I'd love to come out with some deep thought on this topic, but the reality is I just don't have one. I think what keeps me able to be a maker is that I can jump from one thing to another and keep myself "doing things" even when doing a particular thing makes me deeply unhappy, and from my experience doing this time and time again, I find the pull to go back to doing the first thing hits in a profound way and I go back to what I was doing originally hard core. When this funk about woodwork was over, I very easily went back to woodwork after awhile with renewed enthusiasm because I had a whole bunch of ideas that I just knew would work or that I was excited to try. I even refined some of my techniques for making things I had made dozens of, and it culminated with designing customs for people for the holiday season that were well outside of what I would have attempted previously.
Taking a break to regroup is not a new strategy but sometimes the things done in that break are problematic. If you notice, I didn't "stop" I just changed paths. That's not to say that taking a complete pass on doing anything doesn't have its place, because of course it does. What I will say, though, is that sometimes creative muscles atrophy, and sometimes they're too easy to put on hiatus for an indefinite period of time that keeps getting extended until eventually you forget what you were even taking a break from in the first place. Don't ask me how I know.

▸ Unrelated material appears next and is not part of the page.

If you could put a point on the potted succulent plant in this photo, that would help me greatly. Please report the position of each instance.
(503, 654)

Maybe the takeaway here is a simple one: before you take your break, figure out what kind of break you need. Do you need a break from "everything?" or do you need a break from "this thing?" Sometimes you actually need to stay occupied by something, just not the thing that's currently occupying you. If that describes you, then good! I'm glad I opened your eyes to what you possibly needed to here.
Breaks are important, but only the right kind of breaks will actually be as restorative as they need to be.